Extremely rare 'ancient Celtic ornament' discovered in Norway believed to have been stolen by Vikings

Extremely rare 'ancient Celtic ornament' discovered in Norway believed to have been stolen by Vikings

A EXTREMELY rare ancient Celtic ornament discovered in Norway is believed to have been stolen from Ireland by Vikings hundreds of years ago.

The discovery was made by Viking scholars in Trondheim earlier this week, after a group scoured the area, on a farmers land, with metal detectors searching for valuables.

The Celtic ornament was found amid dozens of other ancient items from across the world, in what scholars now believe is Viking loot gathered from raids centuries earlier.

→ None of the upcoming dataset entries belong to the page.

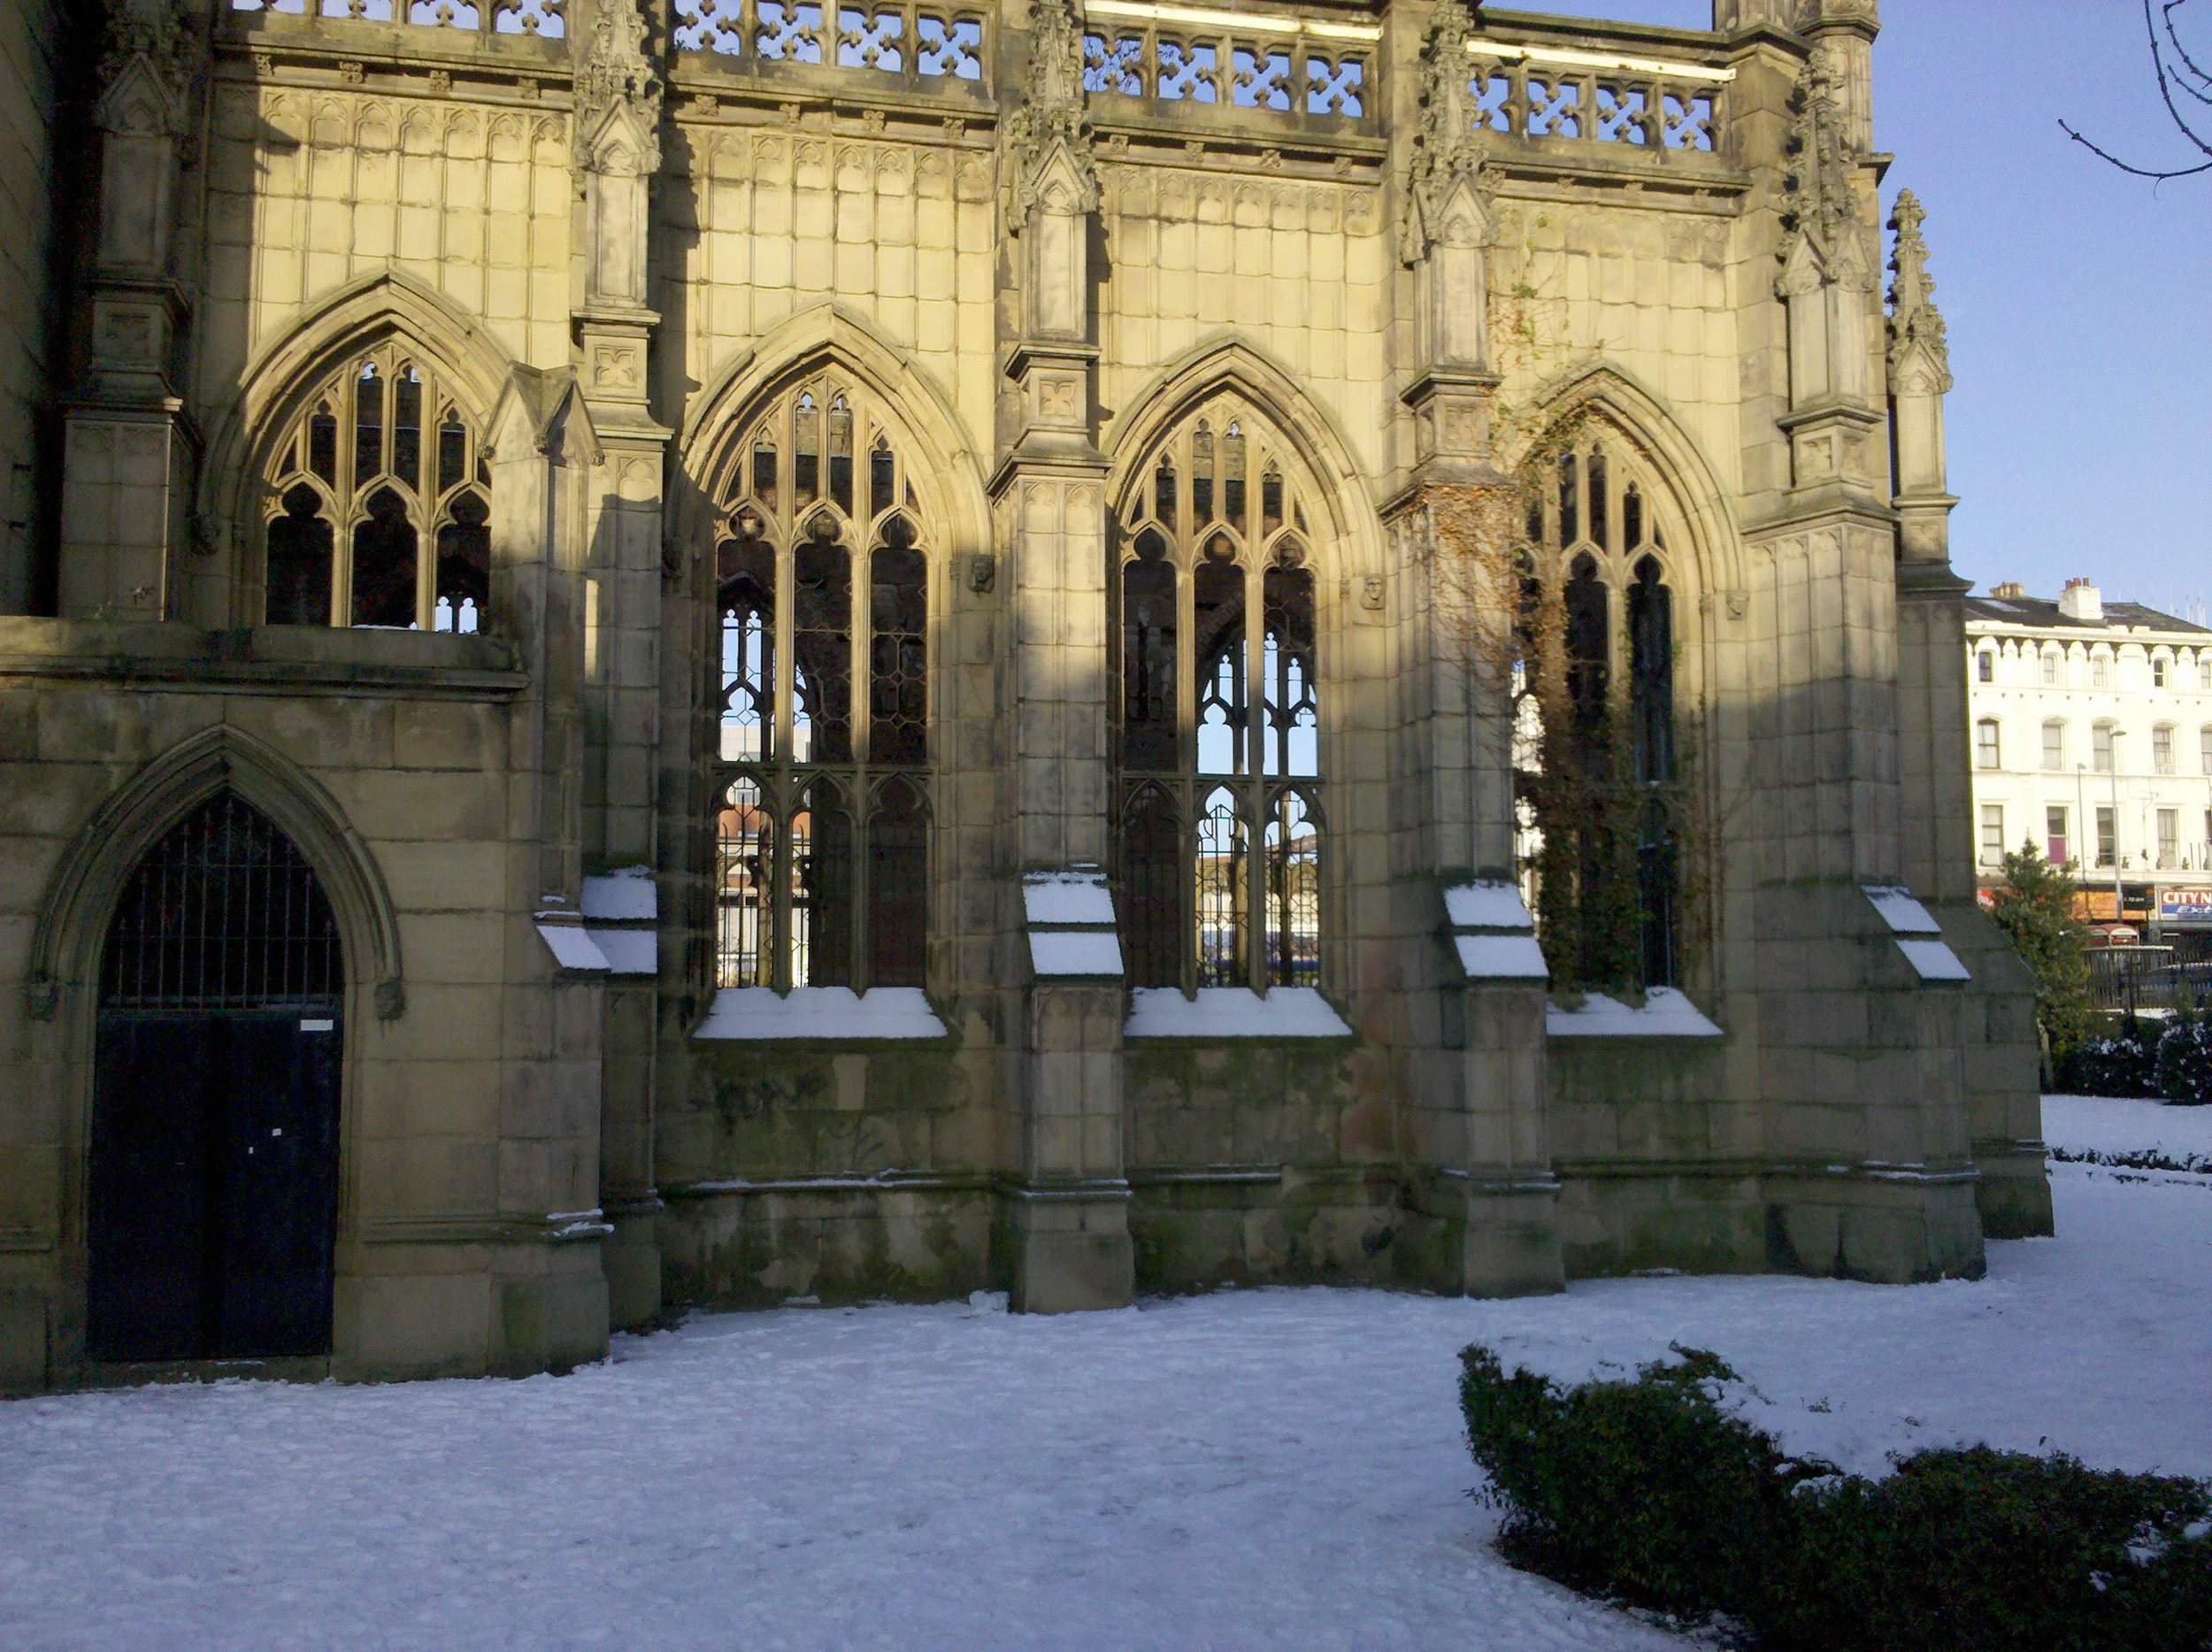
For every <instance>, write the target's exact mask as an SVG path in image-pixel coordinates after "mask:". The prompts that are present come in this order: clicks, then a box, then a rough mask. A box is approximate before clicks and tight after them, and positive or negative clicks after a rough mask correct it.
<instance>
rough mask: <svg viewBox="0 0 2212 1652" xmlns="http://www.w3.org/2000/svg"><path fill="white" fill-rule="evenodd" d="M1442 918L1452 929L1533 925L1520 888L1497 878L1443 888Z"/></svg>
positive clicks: (1503, 880)
mask: <svg viewBox="0 0 2212 1652" xmlns="http://www.w3.org/2000/svg"><path fill="white" fill-rule="evenodd" d="M1444 918H1447V920H1449V922H1451V927H1453V929H1511V931H1522V933H1526V931H1531V929H1535V922H1533V920H1531V918H1528V907H1526V905H1522V898H1520V889H1515V887H1513V885H1509V882H1504V880H1500V878H1489V880H1484V882H1462V885H1453V887H1449V889H1444Z"/></svg>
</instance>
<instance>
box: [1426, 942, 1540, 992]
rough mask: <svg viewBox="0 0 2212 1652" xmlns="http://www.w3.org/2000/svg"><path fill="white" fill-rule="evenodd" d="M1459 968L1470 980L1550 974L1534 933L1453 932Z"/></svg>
mask: <svg viewBox="0 0 2212 1652" xmlns="http://www.w3.org/2000/svg"><path fill="white" fill-rule="evenodd" d="M1451 944H1453V947H1455V949H1458V953H1460V969H1464V971H1467V980H1471V982H1484V980H1493V982H1540V980H1548V977H1551V966H1548V964H1546V962H1544V949H1542V947H1537V942H1535V935H1453V938H1451Z"/></svg>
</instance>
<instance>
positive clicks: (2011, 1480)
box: [1752, 1446, 2212, 1652]
mask: <svg viewBox="0 0 2212 1652" xmlns="http://www.w3.org/2000/svg"><path fill="white" fill-rule="evenodd" d="M2208 1513H2212V1497H2208V1488H2205V1486H2201V1484H2197V1482H2190V1480H2163V1477H2159V1475H2124V1473H2106V1471H2095V1468H2084V1466H2081V1464H2079V1462H2075V1460H2073V1457H2064V1455H2057V1457H2031V1455H2024V1453H2017V1451H1991V1449H1989V1446H1971V1449H1964V1451H1922V1453H1916V1455H1911V1457H1905V1460H1900V1462H1898V1471H1896V1473H1893V1475H1889V1477H1885V1480H1860V1477H1856V1475H1854V1477H1845V1480H1838V1482H1834V1484H1827V1486H1814V1488H1807V1491H1805V1493H1801V1495H1798V1497H1796V1499H1794V1506H1792V1510H1790V1528H1792V1530H1790V1539H1787V1541H1785V1544H1783V1557H1785V1559H1783V1568H1781V1572H1778V1575H1776V1577H1774V1579H1772V1586H1770V1588H1767V1590H1765V1592H1763V1597H1761V1601H1759V1606H1756V1608H1754V1612H1752V1621H1754V1623H1756V1628H1759V1637H1761V1643H1763V1645H1770V1648H1790V1650H1792V1652H1796V1648H1805V1652H1812V1650H1814V1648H1818V1652H1889V1650H1891V1648H1922V1650H1924V1652H1933V1650H1940V1648H2048V1652H2075V1650H2079V1652H2093V1650H2099V1648H2141V1652H2166V1650H2168V1648H2170V1650H2172V1652H2203V1648H2205V1643H2208V1637H2212V1590H2208V1583H2212V1537H2208V1535H2205V1533H2203V1530H2201V1528H2203V1522H2205V1515H2208ZM2192 1530H2194V1535H2192Z"/></svg>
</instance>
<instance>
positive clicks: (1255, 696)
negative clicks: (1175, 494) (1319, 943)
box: [1223, 467, 1267, 993]
mask: <svg viewBox="0 0 2212 1652" xmlns="http://www.w3.org/2000/svg"><path fill="white" fill-rule="evenodd" d="M1225 475H1228V469H1225V467H1223V478H1225ZM1245 493H1248V495H1250V489H1245ZM1245 515H1248V520H1245V522H1239V524H1237V529H1239V533H1243V535H1245V546H1248V551H1245V613H1243V630H1245V703H1243V714H1245V730H1243V732H1245V741H1243V750H1245V772H1243V778H1241V783H1239V785H1237V809H1239V814H1241V816H1243V823H1245V876H1243V885H1245V902H1243V916H1245V935H1243V969H1245V984H1248V986H1252V989H1256V991H1261V993H1265V991H1267V938H1265V935H1267V922H1265V916H1267V913H1265V898H1267V887H1265V876H1263V867H1265V860H1267V820H1265V814H1267V809H1265V790H1267V781H1265V778H1263V776H1265V770H1267V575H1265V573H1263V571H1261V566H1259V562H1261V555H1259V546H1256V544H1254V542H1252V535H1250V526H1252V524H1250V511H1248V513H1245ZM1254 621H1256V624H1254Z"/></svg>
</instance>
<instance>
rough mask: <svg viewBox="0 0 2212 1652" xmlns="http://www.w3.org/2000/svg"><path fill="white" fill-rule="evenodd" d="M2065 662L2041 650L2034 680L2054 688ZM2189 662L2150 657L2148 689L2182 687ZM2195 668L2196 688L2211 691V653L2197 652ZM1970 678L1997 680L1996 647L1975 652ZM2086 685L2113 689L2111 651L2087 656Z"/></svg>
mask: <svg viewBox="0 0 2212 1652" xmlns="http://www.w3.org/2000/svg"><path fill="white" fill-rule="evenodd" d="M2064 661H2066V650H2062V648H2057V646H2053V648H2044V650H2042V655H2039V657H2037V681H2039V683H2042V686H2044V688H2057V686H2059V672H2062V668H2064ZM2190 663H2192V661H2190V659H2183V657H2170V655H2152V657H2150V686H2152V688H2181V681H2183V677H2185V675H2188V670H2190ZM2194 668H2197V688H2201V690H2205V692H2212V652H2199V655H2197V659H2194ZM1973 677H1975V681H1978V683H1993V681H1997V650H1995V648H1982V650H1978V652H1975V657H1973ZM2088 686H2090V688H2110V686H2112V655H2110V652H2106V650H2101V648H2099V650H2097V652H2093V655H2090V657H2088Z"/></svg>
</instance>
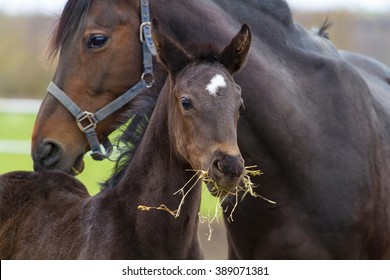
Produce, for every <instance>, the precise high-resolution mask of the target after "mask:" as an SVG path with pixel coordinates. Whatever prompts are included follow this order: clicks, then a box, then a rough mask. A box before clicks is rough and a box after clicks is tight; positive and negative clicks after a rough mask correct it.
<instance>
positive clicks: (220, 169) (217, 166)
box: [213, 155, 244, 177]
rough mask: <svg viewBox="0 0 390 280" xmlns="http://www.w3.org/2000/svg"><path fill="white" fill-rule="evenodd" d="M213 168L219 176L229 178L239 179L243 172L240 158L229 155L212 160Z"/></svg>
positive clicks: (242, 167) (241, 163) (243, 169)
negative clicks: (224, 176)
mask: <svg viewBox="0 0 390 280" xmlns="http://www.w3.org/2000/svg"><path fill="white" fill-rule="evenodd" d="M213 168H214V169H215V171H217V172H218V173H221V175H222V174H223V175H229V176H230V177H240V176H241V175H242V173H243V172H244V164H243V160H242V159H241V157H236V156H229V155H225V156H224V157H222V158H221V159H216V160H214V162H213Z"/></svg>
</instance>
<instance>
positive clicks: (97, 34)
mask: <svg viewBox="0 0 390 280" xmlns="http://www.w3.org/2000/svg"><path fill="white" fill-rule="evenodd" d="M107 41H108V37H107V36H105V35H102V34H92V35H91V36H89V38H88V41H87V48H89V49H98V48H101V47H103V46H104V45H105V44H106V43H107Z"/></svg>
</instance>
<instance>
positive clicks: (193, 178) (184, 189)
mask: <svg viewBox="0 0 390 280" xmlns="http://www.w3.org/2000/svg"><path fill="white" fill-rule="evenodd" d="M199 173H202V171H197V172H196V173H195V174H194V176H192V177H191V179H189V180H188V182H187V183H185V184H184V186H183V187H182V188H180V189H179V190H178V191H177V192H175V193H174V194H173V195H177V194H181V195H182V198H181V200H180V203H179V206H178V208H177V209H176V210H171V209H169V208H168V207H167V206H166V205H165V204H161V205H160V206H157V207H154V206H144V205H139V206H138V209H139V210H142V211H150V210H152V209H154V210H163V211H167V212H168V213H169V214H171V215H172V216H173V217H174V218H175V219H177V218H178V217H179V216H180V212H181V208H182V206H183V205H184V202H185V199H186V197H187V195H188V194H189V193H190V192H191V191H192V189H193V188H194V187H195V186H196V184H197V183H198V182H199V181H200V180H201V179H202V176H201V175H200V176H198V174H199ZM196 176H198V178H197V179H196V181H195V182H194V184H193V185H192V186H191V187H190V188H189V189H188V190H187V191H186V190H185V188H186V187H187V186H188V185H189V184H190V182H191V181H192V180H193V179H194V178H195V177H196Z"/></svg>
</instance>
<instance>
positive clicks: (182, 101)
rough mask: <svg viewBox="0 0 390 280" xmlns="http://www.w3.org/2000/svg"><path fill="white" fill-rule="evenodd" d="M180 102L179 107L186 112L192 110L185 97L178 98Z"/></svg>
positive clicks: (188, 99)
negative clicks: (181, 106) (185, 110)
mask: <svg viewBox="0 0 390 280" xmlns="http://www.w3.org/2000/svg"><path fill="white" fill-rule="evenodd" d="M180 102H181V106H182V107H183V109H184V110H186V111H189V110H191V109H192V108H193V107H192V103H191V101H190V100H189V99H188V98H187V97H182V98H180Z"/></svg>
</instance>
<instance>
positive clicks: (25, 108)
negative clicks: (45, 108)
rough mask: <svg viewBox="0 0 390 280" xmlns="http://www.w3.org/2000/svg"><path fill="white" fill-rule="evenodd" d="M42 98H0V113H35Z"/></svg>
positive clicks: (37, 110) (19, 113)
mask: <svg viewBox="0 0 390 280" xmlns="http://www.w3.org/2000/svg"><path fill="white" fill-rule="evenodd" d="M41 102H42V100H38V99H5V98H0V113H12V114H36V113H38V110H39V106H40V105H41Z"/></svg>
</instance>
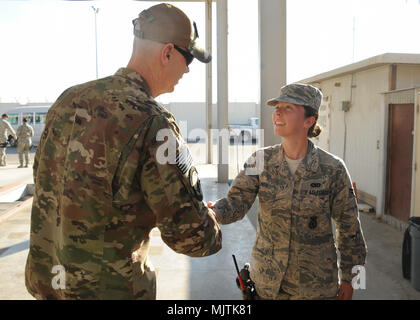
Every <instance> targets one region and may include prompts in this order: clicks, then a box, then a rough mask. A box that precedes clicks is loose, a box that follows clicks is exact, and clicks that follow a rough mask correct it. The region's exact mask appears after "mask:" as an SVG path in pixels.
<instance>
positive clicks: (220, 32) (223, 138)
mask: <svg viewBox="0 0 420 320" xmlns="http://www.w3.org/2000/svg"><path fill="white" fill-rule="evenodd" d="M227 20H228V19H227V0H217V124H218V129H219V137H218V141H219V143H218V150H219V155H218V156H219V157H218V158H219V161H218V165H217V181H218V182H219V183H227V182H228V178H229V164H228V163H229V162H228V159H229V136H227V139H226V137H223V134H222V132H226V131H227V126H228V124H229V113H228V110H229V109H228V108H229V103H228V102H229V98H228V33H227V32H228V25H227ZM223 129H225V130H223ZM226 140H227V143H226Z"/></svg>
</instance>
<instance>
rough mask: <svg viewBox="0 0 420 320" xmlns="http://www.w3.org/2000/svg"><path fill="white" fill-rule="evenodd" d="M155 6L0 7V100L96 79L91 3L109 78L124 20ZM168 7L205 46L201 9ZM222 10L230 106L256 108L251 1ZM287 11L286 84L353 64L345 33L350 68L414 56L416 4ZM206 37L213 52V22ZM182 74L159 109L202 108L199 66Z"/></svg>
mask: <svg viewBox="0 0 420 320" xmlns="http://www.w3.org/2000/svg"><path fill="white" fill-rule="evenodd" d="M154 4H156V2H148V1H131V0H118V1H116V0H114V1H112V0H108V1H107V0H102V1H58V0H57V1H53V0H42V1H40V0H29V1H11V0H3V1H2V0H0V99H1V100H0V101H1V102H9V101H15V100H17V101H20V102H27V101H33V102H35V101H41V102H42V101H54V100H55V99H56V98H57V96H58V95H59V94H60V93H61V92H62V91H63V90H65V89H66V88H67V87H69V86H71V85H74V84H77V83H82V82H85V81H89V80H92V79H94V78H95V33H94V13H93V10H92V8H91V6H92V5H94V6H95V7H98V8H99V9H100V11H99V13H98V16H97V17H98V58H99V61H98V64H99V76H100V77H102V76H107V75H109V74H112V73H114V72H115V71H116V70H117V69H118V68H119V67H121V66H125V65H126V64H127V61H128V59H129V57H130V54H131V46H132V24H131V20H132V19H133V18H135V17H136V16H137V15H138V13H139V12H140V11H141V10H143V9H145V8H147V7H149V6H151V5H154ZM174 4H175V5H177V6H178V7H180V8H181V9H182V10H184V11H185V12H186V13H187V14H188V15H189V16H190V17H191V18H192V19H193V20H195V21H196V22H197V24H198V27H199V33H200V35H201V38H202V41H203V43H204V4H203V3H186V2H177V3H174ZM214 9H215V8H214ZM228 10H229V12H228V15H229V64H230V65H229V100H230V101H255V102H256V101H258V91H257V89H258V19H257V12H258V1H257V0H228ZM287 11H288V18H287V38H288V48H287V62H288V63H287V81H288V82H289V83H290V82H293V81H298V80H301V79H304V78H307V77H310V76H313V75H315V74H318V73H322V72H326V71H328V70H331V69H334V68H337V67H341V66H343V65H347V64H350V63H352V62H353V35H354V36H355V38H354V39H355V42H354V44H355V46H354V61H355V62H356V61H359V60H363V59H367V58H369V57H371V56H375V55H378V54H382V53H385V52H399V53H420V41H419V40H418V34H419V32H420V19H419V17H420V1H419V0H289V1H288V2H287ZM213 12H214V14H213V17H214V20H216V12H215V10H214V11H213ZM353 19H355V20H353ZM353 21H355V29H354V30H355V33H354V34H353ZM213 30H214V33H213V34H214V39H213V40H214V47H213V50H214V53H215V52H216V49H217V48H216V45H215V44H216V43H215V42H216V39H215V36H216V24H215V21H214V29H213ZM214 61H215V62H216V61H217V60H214ZM190 69H191V71H190V73H189V74H187V75H185V76H184V77H183V79H182V80H181V82H180V84H179V85H178V86H177V88H176V89H175V92H174V93H171V94H166V95H163V96H161V97H160V98H159V99H160V100H161V101H162V102H165V103H166V102H171V101H204V99H205V80H204V76H205V66H204V64H201V63H199V62H197V61H195V62H194V63H193V64H192V65H191V68H190ZM213 70H214V78H215V76H216V74H215V72H216V66H215V65H214V67H213ZM214 81H215V79H214ZM216 97H217V96H216V83H215V82H214V101H216Z"/></svg>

According to The Irish Independent, the medieval Celtic ornament, depicting a face, is believed to have once belonged to Irish monks between the years 500AD and 700AD, and would have been clasped to a bucket; archaeological experts are currently examining the artefact at Trondheim Archaeological Museum.

Also found in the same were ancient Islamic coins known as Dirham, indicating that the Vikings had travelled far and wide to raid communities and return with treasures.

Dr Cat Jarman, a leading Viking scholar and senior adviser to the New Museum of the Viking Age in Norway, who was involved in the rare find, told The Irish Independent she believes the Celtic artefact found is similar to those previously found in Norway, and expects two faces to be revealed on the clasp once it is cleaned up.

"They are beautiful, with religious significance," she told the outlet.

"It would have been very valuable back then," she said, adding that it was highly unlikely the artefact would have been brought back to Norway by Vikings "in a peaceful way".

The Vikings were renowned for attacking villages across the world in their search for valuables-- they first reached Irish shores in 795AD and continuously raided Ireland for up to two centuries.

It is believed the Viking invasions of Ireland only stopped when they were defeated by the Irish king Brian Ború.